Après expertise, le tribunal de commerce de Lorient, en considération des fautes qu'il estimait avoir été commises par le commissaire aux comptes, ayant causé un préjudice à la demanderesse "qui s'est vue écarter par des manoeuvres douteuses des orientations commerciales de la société Larzul" a, par jugement du 3 juillet 2013, condamné la société Gorioux-Faro et associés à payer à la société Française de gastronomie une indemnité de 200.000 euros pour fautes dans l'exercice de sa mission de commissaire aux comptes et celle de 12.000 euros par application des dispositions de l'article 700 du code de procédure civile ainsi qu'aux dépens.

Le tribunal a retenu que le commissaire aux comptes avait certifié avec réserve des comptes inexacts pour les exercices 2006 et 2007 alors qu'il aurait dû refuser de les certifier, qu'il avait ainsi passé en provision du bilan 2006 une somme correspondant à un préjudice non établi, ce qui avait faussé le résultat de l'exercice laissant apparaître un bénéfice au lieu d'un résultat largement déficitaire, que le commissaire aux comptes n'avait pas informé les actionnaires des irrégularités constatées, que le conseil d'administration du 12 septembre 2007, devant statuer sur l'arrêt d'une activité constituant 25 % du chiffre d'affaires, s'était tenu de façon irrégulière sans que le commissaire aux comptes n'émette de réserve alors qu'il est tenu de s'assurer de l'égalité entre les actionnaires, que le commissaire aux comptes n'avait pas rapporté les dissensions entre les membres du conseil d'administration, qu'il aurait dû informer les actionnaires des agissements douteux masquant la situation comptable réelle de la société Larzul, et qu'il aurait dû signaler que le conseil d'administration n'avait pas mis à son ordre du jour l'examen des différends entre les associés sur la continuité de l'exploitation de l'entreprise.

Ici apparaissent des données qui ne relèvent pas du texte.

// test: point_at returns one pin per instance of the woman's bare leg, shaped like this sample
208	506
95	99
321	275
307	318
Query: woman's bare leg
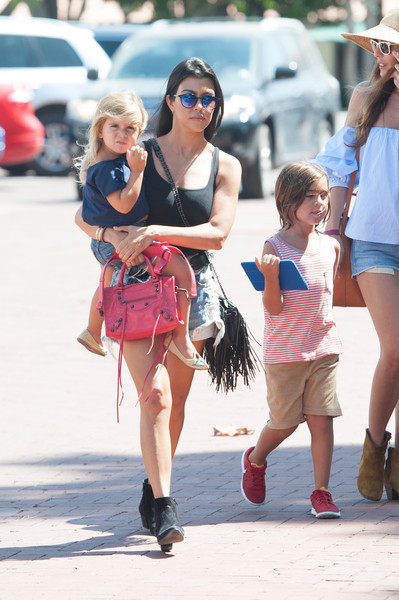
381	294
155	413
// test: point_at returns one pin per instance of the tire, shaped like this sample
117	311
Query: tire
324	133
55	158
257	180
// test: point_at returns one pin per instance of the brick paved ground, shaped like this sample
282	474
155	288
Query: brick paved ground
70	475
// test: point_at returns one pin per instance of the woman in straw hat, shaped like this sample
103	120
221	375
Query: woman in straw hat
372	125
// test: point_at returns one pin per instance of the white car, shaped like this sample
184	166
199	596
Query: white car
54	59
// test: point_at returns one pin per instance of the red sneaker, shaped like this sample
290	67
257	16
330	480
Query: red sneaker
253	486
323	506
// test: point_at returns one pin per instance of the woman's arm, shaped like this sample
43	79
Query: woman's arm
355	105
269	266
339	193
207	236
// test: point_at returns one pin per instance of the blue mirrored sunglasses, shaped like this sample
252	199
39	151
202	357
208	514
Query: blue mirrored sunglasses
190	100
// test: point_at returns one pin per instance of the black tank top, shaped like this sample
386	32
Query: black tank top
197	204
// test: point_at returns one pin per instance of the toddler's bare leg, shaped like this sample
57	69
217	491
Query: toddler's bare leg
181	338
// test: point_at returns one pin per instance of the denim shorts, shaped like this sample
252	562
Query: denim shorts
369	255
204	311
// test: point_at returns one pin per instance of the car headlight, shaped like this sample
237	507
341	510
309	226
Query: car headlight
81	110
239	107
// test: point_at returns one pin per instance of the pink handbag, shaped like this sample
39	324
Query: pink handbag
139	310
142	309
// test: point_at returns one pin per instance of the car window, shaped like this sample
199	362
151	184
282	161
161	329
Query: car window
20	51
157	59
54	52
16	52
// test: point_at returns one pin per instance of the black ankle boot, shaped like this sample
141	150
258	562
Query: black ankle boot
167	527
146	507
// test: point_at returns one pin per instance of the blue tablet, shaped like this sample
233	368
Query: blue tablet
289	275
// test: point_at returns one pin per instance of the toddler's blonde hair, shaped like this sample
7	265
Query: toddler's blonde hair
125	105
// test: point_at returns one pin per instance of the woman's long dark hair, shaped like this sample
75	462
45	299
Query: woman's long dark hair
191	67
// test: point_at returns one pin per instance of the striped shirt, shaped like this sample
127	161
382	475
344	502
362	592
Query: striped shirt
305	329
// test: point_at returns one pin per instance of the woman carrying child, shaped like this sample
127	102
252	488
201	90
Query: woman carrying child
208	182
111	171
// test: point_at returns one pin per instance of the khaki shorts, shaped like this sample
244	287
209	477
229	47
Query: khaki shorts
295	390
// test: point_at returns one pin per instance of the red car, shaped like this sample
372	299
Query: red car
24	133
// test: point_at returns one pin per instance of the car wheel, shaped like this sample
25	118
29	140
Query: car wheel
55	158
16	170
257	180
324	133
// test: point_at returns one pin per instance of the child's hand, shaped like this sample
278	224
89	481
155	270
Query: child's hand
136	157
269	266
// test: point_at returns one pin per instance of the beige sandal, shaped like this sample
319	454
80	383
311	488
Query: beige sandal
197	362
88	341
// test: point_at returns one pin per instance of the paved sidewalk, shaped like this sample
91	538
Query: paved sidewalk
71	476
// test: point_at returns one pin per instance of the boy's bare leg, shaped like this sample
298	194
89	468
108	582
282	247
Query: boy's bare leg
268	441
322	445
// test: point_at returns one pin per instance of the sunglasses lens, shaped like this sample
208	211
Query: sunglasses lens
208	101
188	100
384	47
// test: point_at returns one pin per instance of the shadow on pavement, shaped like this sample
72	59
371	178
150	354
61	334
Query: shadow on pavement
101	493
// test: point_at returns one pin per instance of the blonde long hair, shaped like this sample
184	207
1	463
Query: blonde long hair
374	101
125	105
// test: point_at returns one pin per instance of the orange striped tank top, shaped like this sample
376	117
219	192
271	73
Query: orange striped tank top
305	329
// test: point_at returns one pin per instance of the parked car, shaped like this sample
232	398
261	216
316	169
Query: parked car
55	59
23	133
280	100
110	37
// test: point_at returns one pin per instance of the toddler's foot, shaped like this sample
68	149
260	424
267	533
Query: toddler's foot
186	352
88	341
323	506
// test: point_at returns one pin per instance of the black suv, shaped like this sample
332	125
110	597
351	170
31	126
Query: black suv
280	100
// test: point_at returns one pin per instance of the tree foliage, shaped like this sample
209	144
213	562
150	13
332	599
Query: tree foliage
166	9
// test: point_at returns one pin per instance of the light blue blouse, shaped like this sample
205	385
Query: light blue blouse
375	215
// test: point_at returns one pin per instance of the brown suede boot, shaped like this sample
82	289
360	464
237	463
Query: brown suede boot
371	471
391	474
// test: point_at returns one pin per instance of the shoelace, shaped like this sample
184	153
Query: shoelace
257	476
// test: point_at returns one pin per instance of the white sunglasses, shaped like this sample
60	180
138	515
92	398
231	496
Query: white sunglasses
384	47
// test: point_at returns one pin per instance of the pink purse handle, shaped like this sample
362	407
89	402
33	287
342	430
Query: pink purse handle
152	251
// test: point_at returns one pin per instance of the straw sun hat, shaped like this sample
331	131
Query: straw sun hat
387	31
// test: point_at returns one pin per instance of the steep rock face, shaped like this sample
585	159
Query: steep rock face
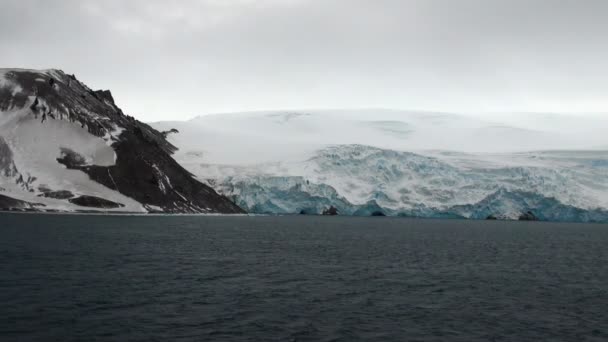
53	126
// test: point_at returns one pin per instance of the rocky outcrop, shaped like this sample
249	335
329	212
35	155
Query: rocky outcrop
95	202
331	211
12	204
528	216
143	170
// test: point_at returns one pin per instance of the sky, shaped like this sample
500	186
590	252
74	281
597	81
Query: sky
173	60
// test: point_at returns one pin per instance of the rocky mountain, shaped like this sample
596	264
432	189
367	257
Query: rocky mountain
311	161
65	147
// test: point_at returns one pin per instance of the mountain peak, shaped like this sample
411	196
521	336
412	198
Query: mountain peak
62	137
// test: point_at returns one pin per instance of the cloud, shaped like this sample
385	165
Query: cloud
178	59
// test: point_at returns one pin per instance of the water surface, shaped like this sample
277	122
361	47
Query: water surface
108	278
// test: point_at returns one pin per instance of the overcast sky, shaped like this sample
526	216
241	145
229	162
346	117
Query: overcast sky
172	60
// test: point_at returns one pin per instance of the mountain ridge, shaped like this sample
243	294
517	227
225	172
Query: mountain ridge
50	119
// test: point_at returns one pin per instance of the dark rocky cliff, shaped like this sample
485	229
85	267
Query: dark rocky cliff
144	169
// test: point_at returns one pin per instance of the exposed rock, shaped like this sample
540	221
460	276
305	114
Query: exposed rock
528	216
171	131
331	211
95	202
9	203
142	153
71	159
61	194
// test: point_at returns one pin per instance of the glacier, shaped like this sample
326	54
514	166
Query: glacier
400	164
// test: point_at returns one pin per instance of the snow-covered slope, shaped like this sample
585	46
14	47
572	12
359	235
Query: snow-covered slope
66	147
245	138
399	163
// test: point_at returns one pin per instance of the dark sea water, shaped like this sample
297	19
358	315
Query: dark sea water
107	278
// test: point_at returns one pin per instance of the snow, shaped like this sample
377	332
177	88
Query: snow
405	162
247	138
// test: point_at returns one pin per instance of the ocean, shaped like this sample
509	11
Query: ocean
300	278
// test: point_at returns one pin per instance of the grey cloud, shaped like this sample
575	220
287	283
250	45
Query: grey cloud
177	59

Il a également retenu que le fait d'avoir, par son silence, couvert les irrégularités était générateur de préjudice vis-à-vis de la société Française de gastronomie qui s'était vu écarter par des manoeuvres douteuses des orientations commerciales de la société Larzul ayant eu des conséquences irréparables sur sa valeur.

Par arrêt du 15 mars 2016, la cour d'appel de Rennes a réformé ce jugement, condamné la société Gorioux-Faro & associés à payer à la société Française de gastronomie une indemnité de 20.000 euros pour manquement à ses obligations professionnelles, l'a déboutée de sa demande fondée sur l'article 700 du code de procédure civile et, y ajoutant, a condamné la société Gorioux-Faro et associés à payer à la société Française de gastronomie la somme de 8.000 euros par application des dispositions de l'article 700 du code de procédure civile ainsi qu'aux dépens de première instance et d'appel avec recouvrement direct.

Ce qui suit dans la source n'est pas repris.